Okay believe me I get it that this sounds incredibly self-centered. I am not the person dying here. So to even entertain thoughts of what I might do or where I might go once this journey is over–plain talk: once L dies–leaves me rife with guilt that is nearly paralyzing. But as “Doc” pointed out this is not about wishing for an end–it’s about figuring out how I will survive once it happens. Having never been a person who lives in the moment I get that. My whole life I have operated on how I will handle whatever challenge may come along–I did that when L first became ill; I did that when it became clear that our activity would be severely limited by his illness and frailty; I did that when I understood that if you get to the path you thought you would take and find the bridge out, then you find another way.
The second area of discussion–how long will this go on (with “this” being the fact of L’s dying) is tougher. I want L here with me as long as possible but I cannot help but think about how long that might be…and more to the point what I will do then. In some ways the two discussions are opposite sides of the same coin I suppose–each involves planning a life w/out L as a part of it and each involves overwhelming feelings of guilt, fear and anxiety.
Here’s the good news: L may be no longer physically here but as Doc pointed out L has been such a factor in my life–more so than anyone else–that the very idea that I will go on w/out him is ludicrous. Through our years together we have shared so much, taught each other so much, been counselor, cheerleader and constant friend for each other and death cannot erase that. In my heart of hearts I know that L will be with me and more to the point he is here now in every way that counts. I just have to stop living so much in the future land of fear and worry and remember to live in the NOW.
While life in our world is surreal at best, today was a fairly normal day.
We’re in Wisconsin and it’s January and there’s snow on the ground and crisp cold sunny blue skies above. It’s play-off time in the NFL so football was definitely on the agenda for the day. His sister came to watch the game and have supper with us. We laughed together and bemoaned the loss by our team. Later we read the paper and watched the Golden Globes–all so very normal. And yet…
Is it odd that these days when L tells me he’s going to take a shower I linger nearby afraid he might fall?
Is it odd that we rarely go out to see friends or have dinner or go to a film or play but rather people come here and our lifelines to the outside world are those visits, phone calls and our television?
Is it odd that four times a day I prepare his breathing treatment and several times a day I straighten out the kinks in his oxygen tubing?

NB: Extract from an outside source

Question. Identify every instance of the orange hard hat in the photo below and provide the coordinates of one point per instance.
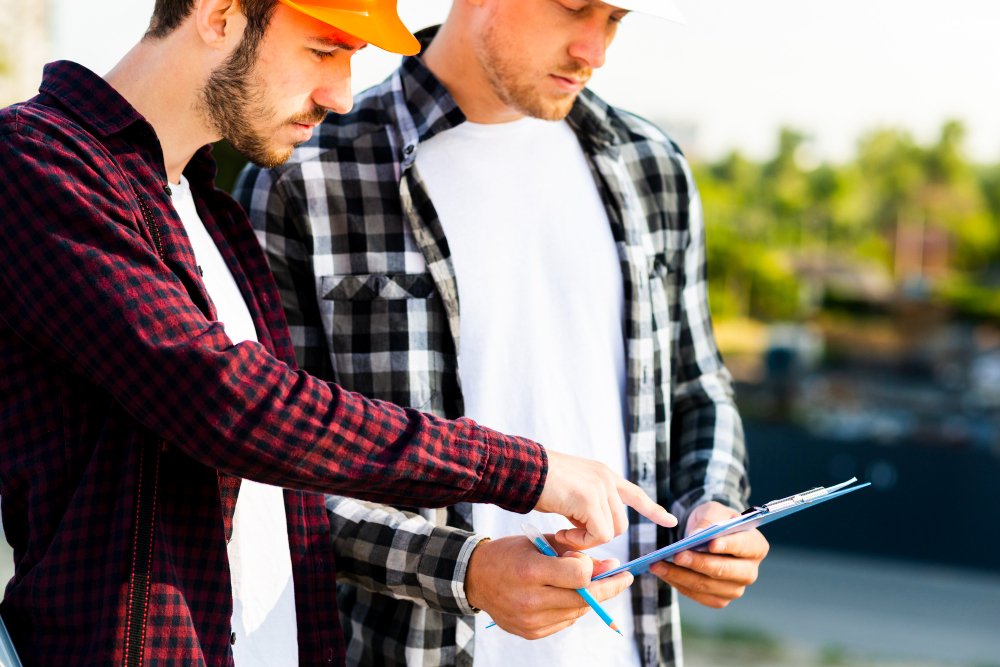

Is it odd that I never leave the house without having his DNR papers close at hand in case something happens while I’m gone and I need them when I rush back or to the ER?
Is it odd that for the last several months L has slept in his recliner to help his breathing while I lie in the bed we have shared for over forty years and listen to the steady murmur of his oxygen machine?
Is it odd that every night I fall asleep thinking how horrible it will be when that machine is silenced?